In [2]:
from transformers import AutoTokenizer

In [3]:
## loading dataset
from datasets import load_dataset
from random import randrange

dataset = load_dataset("databricks/databricks-dolly-15k", split = "train")

print(f"Dataset size : {len(dataset)}")
print(dataset[randrange(len(dataset))])

The secret `HF_TOKEN` does not exist in your Colab secrets.
To authenticate with the Hugging Face Hub, create a token in your settings tab (https://huggingface.co/settings/tokens), set it as secret in your Google Colab and restart your session.
You will be able to reuse this secret in all of your notebooks.
Please note that authentication is recommended but still optional to access public models or datasets.


README.md: 0.00B [00:00, ?B/s]

databricks-dolly-15k.jsonl:   0%|          | 0.00/13.1M [00:00<?, ?B/s]

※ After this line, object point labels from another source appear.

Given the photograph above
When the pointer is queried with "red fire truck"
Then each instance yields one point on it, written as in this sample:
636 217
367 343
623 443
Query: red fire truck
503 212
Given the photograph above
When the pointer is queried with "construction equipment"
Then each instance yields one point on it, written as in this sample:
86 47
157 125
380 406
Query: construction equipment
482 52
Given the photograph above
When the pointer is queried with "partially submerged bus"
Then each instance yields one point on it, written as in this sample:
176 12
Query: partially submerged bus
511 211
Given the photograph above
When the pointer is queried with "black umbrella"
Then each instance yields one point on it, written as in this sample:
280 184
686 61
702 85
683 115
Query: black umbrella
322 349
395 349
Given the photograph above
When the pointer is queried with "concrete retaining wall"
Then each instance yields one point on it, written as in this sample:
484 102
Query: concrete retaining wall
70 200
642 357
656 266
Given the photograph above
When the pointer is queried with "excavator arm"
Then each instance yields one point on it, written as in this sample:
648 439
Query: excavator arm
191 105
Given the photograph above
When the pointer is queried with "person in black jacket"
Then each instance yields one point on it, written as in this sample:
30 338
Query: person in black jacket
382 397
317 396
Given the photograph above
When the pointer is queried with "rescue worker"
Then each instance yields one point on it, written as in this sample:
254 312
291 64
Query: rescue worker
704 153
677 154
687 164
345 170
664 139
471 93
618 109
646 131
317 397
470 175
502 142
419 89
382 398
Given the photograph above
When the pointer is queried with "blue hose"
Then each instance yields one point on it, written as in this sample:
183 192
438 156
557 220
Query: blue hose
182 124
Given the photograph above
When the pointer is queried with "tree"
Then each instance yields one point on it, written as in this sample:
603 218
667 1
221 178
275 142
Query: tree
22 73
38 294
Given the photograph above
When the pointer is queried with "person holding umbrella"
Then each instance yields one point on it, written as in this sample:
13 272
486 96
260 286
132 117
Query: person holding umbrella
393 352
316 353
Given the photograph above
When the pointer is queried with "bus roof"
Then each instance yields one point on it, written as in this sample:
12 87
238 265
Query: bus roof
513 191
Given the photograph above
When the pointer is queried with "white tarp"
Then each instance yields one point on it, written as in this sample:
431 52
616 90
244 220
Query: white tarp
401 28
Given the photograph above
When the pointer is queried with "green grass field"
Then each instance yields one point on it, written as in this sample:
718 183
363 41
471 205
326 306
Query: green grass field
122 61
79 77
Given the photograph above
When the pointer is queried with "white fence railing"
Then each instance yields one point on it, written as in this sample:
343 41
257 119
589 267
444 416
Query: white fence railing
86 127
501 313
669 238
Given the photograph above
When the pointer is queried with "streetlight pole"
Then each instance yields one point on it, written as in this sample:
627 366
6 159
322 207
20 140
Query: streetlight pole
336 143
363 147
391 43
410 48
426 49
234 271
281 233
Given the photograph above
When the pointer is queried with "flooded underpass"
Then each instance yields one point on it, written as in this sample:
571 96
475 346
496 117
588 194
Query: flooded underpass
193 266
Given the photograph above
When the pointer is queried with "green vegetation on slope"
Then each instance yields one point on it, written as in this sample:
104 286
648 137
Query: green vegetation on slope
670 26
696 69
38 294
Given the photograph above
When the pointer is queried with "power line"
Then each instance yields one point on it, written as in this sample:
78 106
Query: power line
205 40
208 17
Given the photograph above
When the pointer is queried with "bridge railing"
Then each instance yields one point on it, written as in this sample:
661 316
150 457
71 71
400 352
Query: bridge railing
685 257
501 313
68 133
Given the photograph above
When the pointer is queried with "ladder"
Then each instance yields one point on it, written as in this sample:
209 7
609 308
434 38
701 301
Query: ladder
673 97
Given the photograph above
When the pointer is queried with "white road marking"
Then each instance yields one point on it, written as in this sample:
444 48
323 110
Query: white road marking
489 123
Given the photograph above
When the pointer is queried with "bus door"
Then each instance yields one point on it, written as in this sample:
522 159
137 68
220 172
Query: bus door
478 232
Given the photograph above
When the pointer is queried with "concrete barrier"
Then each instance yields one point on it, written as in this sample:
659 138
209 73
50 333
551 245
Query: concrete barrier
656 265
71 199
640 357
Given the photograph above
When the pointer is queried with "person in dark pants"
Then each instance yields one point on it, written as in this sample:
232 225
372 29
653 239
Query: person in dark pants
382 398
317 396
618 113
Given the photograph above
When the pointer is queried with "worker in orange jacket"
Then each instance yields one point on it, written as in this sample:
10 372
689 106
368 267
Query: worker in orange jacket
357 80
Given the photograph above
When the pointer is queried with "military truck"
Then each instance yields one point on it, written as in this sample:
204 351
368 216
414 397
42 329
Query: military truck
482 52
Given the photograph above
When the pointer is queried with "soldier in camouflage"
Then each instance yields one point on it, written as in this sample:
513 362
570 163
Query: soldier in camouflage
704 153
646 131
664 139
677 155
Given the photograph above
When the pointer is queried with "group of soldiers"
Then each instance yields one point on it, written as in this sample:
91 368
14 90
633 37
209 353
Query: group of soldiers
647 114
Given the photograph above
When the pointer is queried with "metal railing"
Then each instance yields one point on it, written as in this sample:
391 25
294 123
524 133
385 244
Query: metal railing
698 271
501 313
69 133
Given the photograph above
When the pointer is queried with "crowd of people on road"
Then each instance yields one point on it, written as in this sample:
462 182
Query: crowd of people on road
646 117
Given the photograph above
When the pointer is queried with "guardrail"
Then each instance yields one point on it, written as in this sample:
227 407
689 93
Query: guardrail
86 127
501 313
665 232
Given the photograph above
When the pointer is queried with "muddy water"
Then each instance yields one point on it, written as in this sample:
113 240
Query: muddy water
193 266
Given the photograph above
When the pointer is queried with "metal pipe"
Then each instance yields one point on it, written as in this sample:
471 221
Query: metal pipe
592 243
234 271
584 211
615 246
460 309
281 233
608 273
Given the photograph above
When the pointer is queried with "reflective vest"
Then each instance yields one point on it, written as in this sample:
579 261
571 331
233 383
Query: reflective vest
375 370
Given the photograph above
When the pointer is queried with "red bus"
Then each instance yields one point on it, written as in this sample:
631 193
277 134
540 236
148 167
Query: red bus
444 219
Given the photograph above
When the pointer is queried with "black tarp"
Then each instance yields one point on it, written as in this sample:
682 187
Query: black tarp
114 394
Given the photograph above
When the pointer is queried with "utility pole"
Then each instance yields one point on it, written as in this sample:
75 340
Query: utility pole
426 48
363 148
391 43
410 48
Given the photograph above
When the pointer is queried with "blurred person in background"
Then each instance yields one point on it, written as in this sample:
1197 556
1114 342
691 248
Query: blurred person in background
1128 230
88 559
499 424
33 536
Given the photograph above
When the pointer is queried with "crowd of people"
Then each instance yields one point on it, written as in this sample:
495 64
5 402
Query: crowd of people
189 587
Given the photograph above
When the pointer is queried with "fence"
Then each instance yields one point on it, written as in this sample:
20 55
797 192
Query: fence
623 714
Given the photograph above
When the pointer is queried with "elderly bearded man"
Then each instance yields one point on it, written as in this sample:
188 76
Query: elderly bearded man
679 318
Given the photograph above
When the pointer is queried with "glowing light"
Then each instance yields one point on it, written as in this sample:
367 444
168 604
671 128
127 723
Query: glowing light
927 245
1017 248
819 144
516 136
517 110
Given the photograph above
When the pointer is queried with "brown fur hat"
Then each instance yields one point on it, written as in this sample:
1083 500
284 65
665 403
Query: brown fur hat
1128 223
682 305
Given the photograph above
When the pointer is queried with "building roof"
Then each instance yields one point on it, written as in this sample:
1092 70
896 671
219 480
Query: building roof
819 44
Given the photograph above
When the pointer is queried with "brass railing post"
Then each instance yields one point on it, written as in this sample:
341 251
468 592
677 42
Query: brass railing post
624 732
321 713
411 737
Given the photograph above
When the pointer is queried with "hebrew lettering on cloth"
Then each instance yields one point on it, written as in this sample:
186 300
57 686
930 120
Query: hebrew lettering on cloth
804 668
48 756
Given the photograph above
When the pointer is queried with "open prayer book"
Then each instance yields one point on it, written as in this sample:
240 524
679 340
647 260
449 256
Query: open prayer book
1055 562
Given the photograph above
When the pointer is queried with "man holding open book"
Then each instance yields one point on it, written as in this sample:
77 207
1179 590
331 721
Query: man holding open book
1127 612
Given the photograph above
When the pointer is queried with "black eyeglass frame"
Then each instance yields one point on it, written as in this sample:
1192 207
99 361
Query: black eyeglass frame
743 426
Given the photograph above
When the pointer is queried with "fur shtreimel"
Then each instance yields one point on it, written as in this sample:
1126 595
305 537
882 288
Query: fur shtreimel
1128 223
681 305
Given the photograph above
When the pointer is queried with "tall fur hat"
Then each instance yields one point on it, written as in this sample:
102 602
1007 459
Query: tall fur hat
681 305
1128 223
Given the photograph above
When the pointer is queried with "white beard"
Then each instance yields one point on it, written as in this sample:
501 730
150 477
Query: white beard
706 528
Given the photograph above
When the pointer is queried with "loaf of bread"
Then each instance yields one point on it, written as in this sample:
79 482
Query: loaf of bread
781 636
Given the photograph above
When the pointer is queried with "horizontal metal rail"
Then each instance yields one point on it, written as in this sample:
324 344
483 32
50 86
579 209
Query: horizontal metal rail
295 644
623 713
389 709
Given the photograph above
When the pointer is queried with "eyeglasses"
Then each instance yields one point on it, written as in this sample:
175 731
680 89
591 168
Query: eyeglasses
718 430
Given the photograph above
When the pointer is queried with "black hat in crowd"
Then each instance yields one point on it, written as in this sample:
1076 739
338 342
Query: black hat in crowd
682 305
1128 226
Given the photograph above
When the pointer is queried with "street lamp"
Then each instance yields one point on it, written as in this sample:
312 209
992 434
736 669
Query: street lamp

Generating train split:   0%|          | 0/15011 [00:00<?, ? examples/s]

Dataset size : 15011
{'instruction': 'Was the Pixie Lott song "Mama Do" ever the #1 single?', 'context': '"Mama Do (Uh Oh, Uh Oh)" debuted at number one on the UK Singles Chart, selling 58,840 downloads in its first week. Lott described her reaction upon learning the song reached number one: "I was in bed at my mum and dad\'s, where I still live, in Brentwood, Essex. I was on the laptop, and I got a phone call from my A&R man. He really dragged it out. I said, \'Please put me out of my misery.\' And he said, \'I\'m really, really sorry but... you\'re No 1!\' I spent the rest of the day running around the house, screaming."\n\nThe single was certified silver by the British Phonographic Industry (BPI) on 28 August 2009 for sales in excess of 200,000 copies. Exactly 11 years later, on 28 August 2020, the certification was upgraded to gold for sales and streams of over 400,000. As a result of the single\'s popularity at the time, the single\'s iTunes B-side, "Use Somebody", debuted and pea

In [4]:
def format_dolly(sample):
    instruction = f"### Instruction\n{sample["instruction"]}"
    context = f"### Context\n{sample["context"]}" if len(sample["context"]) > 0 else None
    response = f"### Answer\n{sample["response"]}"
    prompt = "\n\n".join([i for i in [instruction, context, response] if i is not None])
    return prompt


In [5]:
format_dolly(dataset[randrange(len(dataset))])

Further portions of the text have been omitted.